Regardless of where you find yourself on the spectrum, the proliferation of big data in sports is changing the game (pick any game – basketball, tennis, cricket, sailing, horse racing, etc.) – from how fans experience the game in stadium or at home to the way players and coaches analyze their opponents to identify predictable patterns to how media tell a better story to how teams evaluate talent.
Take the Washington Redskins – the latest team to use the SAP Scouting app to evaluate college prospects and pro players. In the words of Eric Schaeffer, vice president of Football Administration, Washington Redskins: “SAP Scouting provides both a comprehensive profile of a prospect, player or team as well as breakthrough analytics capabilities to assess their true and projected value at a level that was previously unavailable to us. We have an exciting relationship with SAP to advance the system that pushes the boundaries yet takes into consideration our approach and user needs.”

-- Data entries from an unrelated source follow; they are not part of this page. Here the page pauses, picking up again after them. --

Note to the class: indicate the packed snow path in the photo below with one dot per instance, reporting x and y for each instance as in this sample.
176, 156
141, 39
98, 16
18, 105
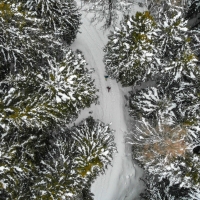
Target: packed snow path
121, 180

I think that’s the key. With the right system, anyone can access and play with the information, whether it’s for enjoyment like Fantasy Football or for making important in-game decisions like where Serena hits the majority of her 2nd serves when the score is 30 to 40.
What’s even more intriguing is where we go next. With the amount of data doubling every two years, the possibilities are endless.
Former Bulls and Lakers head coach Phil Jackson opined at the recent MIT Sloan Sports Analytics Conference that the next big thing in sports could be how to build chemistry. “It tells players where the others will be. It’s all the non-verbal stuff.”
Or, it could be developing new basketball stats. A better measure of a rebounder could certainly be rebounding opportunities and not just rebounds made.
We have the data. We have the systems in place to analyze the data. The art and intangibles of the game will play out on the field, which is why we love sports. As technology in sports continues to grow – and it will – we’ll see the proliferation of new revenue streams from data and insights.
Let’s be creative. What would you like to see?